Her world had narrowed down into the single goal of kill or be killed, and her sweet pet didn’t have any place in that. And she wasn’t cruel enough to pretend he did.

Even if she wanted to.

“May I ask you something?” he said, and she blinked and focused back on Liam. “Your . . . new biological status. How dangerous are you, Bryn? Really?”

“Not dangerous to you or Patrick,” she said. “Maybe a little, to my sister, because she’s already got the nanites. These upgrades can’t infect regular people, only those brought back with Returné.”

His smile didn’t waver as he said, “You wouldn’t be lying to me about that, would you?”

“I wouldn’t, Liam.”

“I’d fully understand if you felt the need,” he said. “But it would be a rather massive mistake to give in to the temptation.”

She nodded, just a little, and didn’t break eye contact. “You’d kill to protect him,” she said. “I know that.”

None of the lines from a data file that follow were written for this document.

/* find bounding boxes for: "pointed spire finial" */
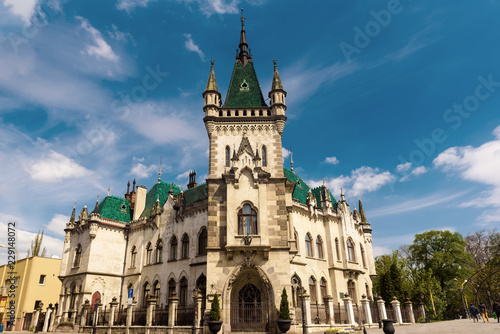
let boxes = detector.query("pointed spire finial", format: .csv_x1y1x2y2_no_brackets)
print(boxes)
158,155,162,183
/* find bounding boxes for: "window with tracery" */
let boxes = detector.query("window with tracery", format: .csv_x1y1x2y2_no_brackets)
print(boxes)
238,204,257,235
306,233,313,257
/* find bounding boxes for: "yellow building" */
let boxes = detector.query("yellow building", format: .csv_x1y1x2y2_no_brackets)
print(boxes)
0,256,61,331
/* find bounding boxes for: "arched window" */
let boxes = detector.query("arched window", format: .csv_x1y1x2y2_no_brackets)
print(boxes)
306,233,313,257
155,239,163,263
226,146,231,167
146,242,153,264
309,277,318,304
238,204,257,235
319,277,327,301
359,245,366,268
167,278,175,303
347,280,356,300
316,235,323,259
153,281,160,306
73,244,82,267
130,246,137,268
179,277,187,305
142,282,151,306
262,146,267,167
181,233,189,259
293,231,299,252
347,239,356,262
198,227,207,255
170,235,177,261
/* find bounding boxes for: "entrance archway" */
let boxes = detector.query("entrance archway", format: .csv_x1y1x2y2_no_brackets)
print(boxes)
230,269,272,333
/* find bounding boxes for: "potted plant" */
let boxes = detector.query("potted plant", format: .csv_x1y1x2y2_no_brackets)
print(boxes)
207,293,222,334
276,288,292,333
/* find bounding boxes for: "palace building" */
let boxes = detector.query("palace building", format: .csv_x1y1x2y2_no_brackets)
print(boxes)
56,11,375,333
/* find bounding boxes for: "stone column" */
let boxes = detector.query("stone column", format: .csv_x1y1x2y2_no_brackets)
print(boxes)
146,296,158,326
80,299,90,327
323,295,335,326
126,299,137,327
342,296,356,326
391,297,403,325
194,289,203,327
109,297,118,326
361,295,373,325
302,292,312,326
42,304,52,332
47,303,57,332
377,297,387,320
404,298,415,324
168,291,179,333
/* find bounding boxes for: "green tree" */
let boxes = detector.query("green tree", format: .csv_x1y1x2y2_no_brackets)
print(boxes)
27,229,47,257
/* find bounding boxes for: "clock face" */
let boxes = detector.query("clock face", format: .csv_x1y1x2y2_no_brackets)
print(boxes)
240,79,250,91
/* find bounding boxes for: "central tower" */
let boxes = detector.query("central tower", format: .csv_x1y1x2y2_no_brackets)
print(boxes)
203,14,293,332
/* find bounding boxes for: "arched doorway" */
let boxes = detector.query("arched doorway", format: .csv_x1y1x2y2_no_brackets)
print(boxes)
230,270,272,333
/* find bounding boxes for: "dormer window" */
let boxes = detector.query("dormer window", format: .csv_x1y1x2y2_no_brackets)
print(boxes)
240,79,249,91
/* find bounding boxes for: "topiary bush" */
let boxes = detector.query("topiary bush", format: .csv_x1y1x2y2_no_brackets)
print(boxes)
210,293,220,321
279,288,290,320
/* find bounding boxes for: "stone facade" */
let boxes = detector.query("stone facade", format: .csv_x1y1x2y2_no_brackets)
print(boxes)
58,12,375,333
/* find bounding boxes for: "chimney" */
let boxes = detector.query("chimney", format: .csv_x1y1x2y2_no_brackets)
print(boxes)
188,170,198,189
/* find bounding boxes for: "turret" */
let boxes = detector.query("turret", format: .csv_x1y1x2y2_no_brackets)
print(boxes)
203,60,221,116
268,60,286,116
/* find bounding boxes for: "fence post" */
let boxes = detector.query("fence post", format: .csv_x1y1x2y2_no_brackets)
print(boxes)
80,299,90,327
377,297,387,320
361,295,373,325
146,296,158,326
342,295,356,326
391,297,403,325
404,297,415,324
168,291,179,327
323,295,335,326
126,300,137,327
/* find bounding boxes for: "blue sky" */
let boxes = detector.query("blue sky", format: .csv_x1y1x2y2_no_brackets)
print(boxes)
0,0,500,262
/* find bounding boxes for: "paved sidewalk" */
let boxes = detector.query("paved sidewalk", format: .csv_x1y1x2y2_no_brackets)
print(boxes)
366,319,500,334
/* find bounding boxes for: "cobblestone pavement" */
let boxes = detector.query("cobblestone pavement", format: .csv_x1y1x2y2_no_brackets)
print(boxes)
366,319,500,334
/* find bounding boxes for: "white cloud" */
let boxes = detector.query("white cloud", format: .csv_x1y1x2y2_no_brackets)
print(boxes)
47,213,68,236
116,0,154,13
433,126,500,207
370,191,467,217
396,162,412,173
130,162,159,179
4,0,37,24
309,166,395,197
76,16,119,62
184,34,205,61
325,157,340,165
24,151,91,183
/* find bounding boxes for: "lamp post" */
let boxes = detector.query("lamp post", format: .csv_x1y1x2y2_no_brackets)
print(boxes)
191,288,198,334
299,286,307,334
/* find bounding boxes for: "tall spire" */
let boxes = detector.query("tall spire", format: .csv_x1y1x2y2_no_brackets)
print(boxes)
69,201,76,223
271,60,283,91
238,8,251,66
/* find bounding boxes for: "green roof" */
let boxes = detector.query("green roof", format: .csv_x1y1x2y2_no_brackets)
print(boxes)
223,60,267,108
184,183,208,206
283,168,338,210
92,196,131,223
141,181,181,218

“Specifically, I would kill you to protect him,” Liam said. “If you posed a clear and present danger. But I will take your word for it that you don’t.” The unspoken part of that was for now, and Bryn clearly understood it, and acknowledged it. “Dinner is being served. I thought you might be hungry.”

She was, she realized. Very. Which was upsetting and worrisome. Bryn clutched the clothes to her chest, closed the door and dressed very quickly; it all fit, more or less, and as she came out of the room she saw her sister waiting in the hallway.